Septiembre es el mes de los circos. Yo de circos no sé nada, salvo que tengo una historia media traumática con ellos. Para entenderla, sólo deben saber dos cosas: una, mi madre es una persona muy despistada y, cuando ella tenía mi edad, era muy ingenua. Lo segundo, conocer el Circo Timoteo. Me imagino que ya pueden ir sacando sus propias conclusiones.
El Circo Timoteo es, al parecer, producto de la creatividad picarona chilena. No tiene la candidez y dulzura de los payasos y trapecistas de un circo normal. Es, nada más y nada menos, que un circo de transformistas, con mucho chiste en doble sentido. Es decir, un show al que un adulto con criterio no llevaría niños. Mi madre es una excepción.

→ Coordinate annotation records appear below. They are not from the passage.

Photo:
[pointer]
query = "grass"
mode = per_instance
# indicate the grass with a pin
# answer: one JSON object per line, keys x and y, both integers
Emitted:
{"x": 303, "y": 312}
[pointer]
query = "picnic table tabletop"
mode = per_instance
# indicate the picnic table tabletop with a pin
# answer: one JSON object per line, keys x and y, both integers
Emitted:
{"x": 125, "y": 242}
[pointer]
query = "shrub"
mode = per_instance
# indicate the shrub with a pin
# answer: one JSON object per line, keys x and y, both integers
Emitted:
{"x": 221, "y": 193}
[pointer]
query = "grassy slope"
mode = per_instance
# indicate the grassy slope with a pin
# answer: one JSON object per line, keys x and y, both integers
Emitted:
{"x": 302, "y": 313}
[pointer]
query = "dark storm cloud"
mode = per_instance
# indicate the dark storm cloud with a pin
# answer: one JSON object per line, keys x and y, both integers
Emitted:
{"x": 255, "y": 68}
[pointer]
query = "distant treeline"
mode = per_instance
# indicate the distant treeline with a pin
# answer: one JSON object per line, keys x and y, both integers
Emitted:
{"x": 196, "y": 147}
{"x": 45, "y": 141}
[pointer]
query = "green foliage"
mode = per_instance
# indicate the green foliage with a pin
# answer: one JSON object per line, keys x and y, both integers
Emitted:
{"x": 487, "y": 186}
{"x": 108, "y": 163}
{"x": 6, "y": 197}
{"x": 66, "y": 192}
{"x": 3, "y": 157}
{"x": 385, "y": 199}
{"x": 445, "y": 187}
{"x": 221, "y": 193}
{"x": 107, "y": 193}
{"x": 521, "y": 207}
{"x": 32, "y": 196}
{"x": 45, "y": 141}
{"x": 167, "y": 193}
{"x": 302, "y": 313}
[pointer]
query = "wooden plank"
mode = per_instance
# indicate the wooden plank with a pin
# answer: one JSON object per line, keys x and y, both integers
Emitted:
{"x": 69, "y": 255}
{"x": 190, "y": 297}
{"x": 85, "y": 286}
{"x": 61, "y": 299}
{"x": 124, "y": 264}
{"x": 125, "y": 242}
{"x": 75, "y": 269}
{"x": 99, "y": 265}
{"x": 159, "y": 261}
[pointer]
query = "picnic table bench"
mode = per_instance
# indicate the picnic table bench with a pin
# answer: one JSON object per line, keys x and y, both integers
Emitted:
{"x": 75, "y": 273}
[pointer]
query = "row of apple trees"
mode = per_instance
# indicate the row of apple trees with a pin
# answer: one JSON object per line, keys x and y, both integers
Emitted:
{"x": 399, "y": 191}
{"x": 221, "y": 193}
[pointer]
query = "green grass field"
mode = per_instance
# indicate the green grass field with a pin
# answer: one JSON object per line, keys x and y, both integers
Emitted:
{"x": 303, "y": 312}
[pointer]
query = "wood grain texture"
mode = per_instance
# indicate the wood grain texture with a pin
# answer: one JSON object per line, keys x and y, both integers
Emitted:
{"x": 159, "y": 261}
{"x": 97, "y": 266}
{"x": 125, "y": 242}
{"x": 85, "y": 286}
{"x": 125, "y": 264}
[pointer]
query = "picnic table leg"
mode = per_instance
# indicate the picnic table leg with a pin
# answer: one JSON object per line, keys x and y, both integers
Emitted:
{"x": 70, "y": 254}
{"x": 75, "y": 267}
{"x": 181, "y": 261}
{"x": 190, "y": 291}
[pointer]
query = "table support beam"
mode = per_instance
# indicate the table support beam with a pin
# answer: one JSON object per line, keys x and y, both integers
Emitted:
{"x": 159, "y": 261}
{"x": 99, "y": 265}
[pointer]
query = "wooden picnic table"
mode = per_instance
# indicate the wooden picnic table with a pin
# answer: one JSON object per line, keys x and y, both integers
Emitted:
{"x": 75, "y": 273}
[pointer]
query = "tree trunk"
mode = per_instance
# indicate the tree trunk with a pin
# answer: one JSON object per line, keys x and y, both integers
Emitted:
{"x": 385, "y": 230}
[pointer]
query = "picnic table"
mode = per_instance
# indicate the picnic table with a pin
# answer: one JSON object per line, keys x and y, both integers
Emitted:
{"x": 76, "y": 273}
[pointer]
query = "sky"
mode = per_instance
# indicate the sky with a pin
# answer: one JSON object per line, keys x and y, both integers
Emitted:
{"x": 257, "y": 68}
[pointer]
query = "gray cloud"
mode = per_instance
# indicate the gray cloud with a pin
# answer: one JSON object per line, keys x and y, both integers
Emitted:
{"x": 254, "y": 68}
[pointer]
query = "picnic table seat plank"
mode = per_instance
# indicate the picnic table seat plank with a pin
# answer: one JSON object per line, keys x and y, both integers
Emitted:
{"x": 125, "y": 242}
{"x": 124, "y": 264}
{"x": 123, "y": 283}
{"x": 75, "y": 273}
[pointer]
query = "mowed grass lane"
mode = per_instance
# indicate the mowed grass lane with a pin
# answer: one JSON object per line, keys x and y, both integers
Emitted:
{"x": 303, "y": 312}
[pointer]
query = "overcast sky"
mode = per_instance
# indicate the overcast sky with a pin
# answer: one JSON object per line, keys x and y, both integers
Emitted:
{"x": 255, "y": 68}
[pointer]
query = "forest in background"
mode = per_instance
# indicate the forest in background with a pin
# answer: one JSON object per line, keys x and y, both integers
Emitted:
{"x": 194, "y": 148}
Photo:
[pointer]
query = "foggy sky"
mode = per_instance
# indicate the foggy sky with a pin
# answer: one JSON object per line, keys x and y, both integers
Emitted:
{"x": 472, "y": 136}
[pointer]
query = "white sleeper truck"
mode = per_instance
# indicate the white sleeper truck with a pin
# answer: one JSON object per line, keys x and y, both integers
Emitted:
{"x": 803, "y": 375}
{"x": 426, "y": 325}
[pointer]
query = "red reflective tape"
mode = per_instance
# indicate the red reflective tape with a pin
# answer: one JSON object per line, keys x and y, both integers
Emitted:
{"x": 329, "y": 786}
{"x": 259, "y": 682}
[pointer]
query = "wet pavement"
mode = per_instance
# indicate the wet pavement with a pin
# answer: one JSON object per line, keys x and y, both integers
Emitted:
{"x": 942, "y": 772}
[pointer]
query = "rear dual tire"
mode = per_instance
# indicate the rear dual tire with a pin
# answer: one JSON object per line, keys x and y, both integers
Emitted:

El asunto es éste. Mi madre no conocía este particular circo, así que, cuando se instaló cerca de nuestra casa, se puso feliz porque podría llevar a sus niñitas a disfrutar de un panorama familiar sin precedentes. Entonces, estamos las tres en las graderías y sale a escena un hombre con ropa de mujer, muy ceñida y sensual. Yo tenía seis años y pensé que el circo era eso, fenómenos en el escenario.
Mi madre, dentro de toda su inocencia, comprendió que algo no marchaba bien. Sobre todo cuando el susodicho comenzó a hacer chistes que versaban sobre la entrepierna. OK, hora de partir.
Lo que pasó después lo tengo bloqueado. Recuerdo estar con mi mamá en un circo, pero lo relaciono con este episodio sólo porque mi hermana una vez sacó el tema. Menos mal no fue grave, mi sexualidad no se trastocó ni nada parecido. Además, ahora tengo una buena historia para contar.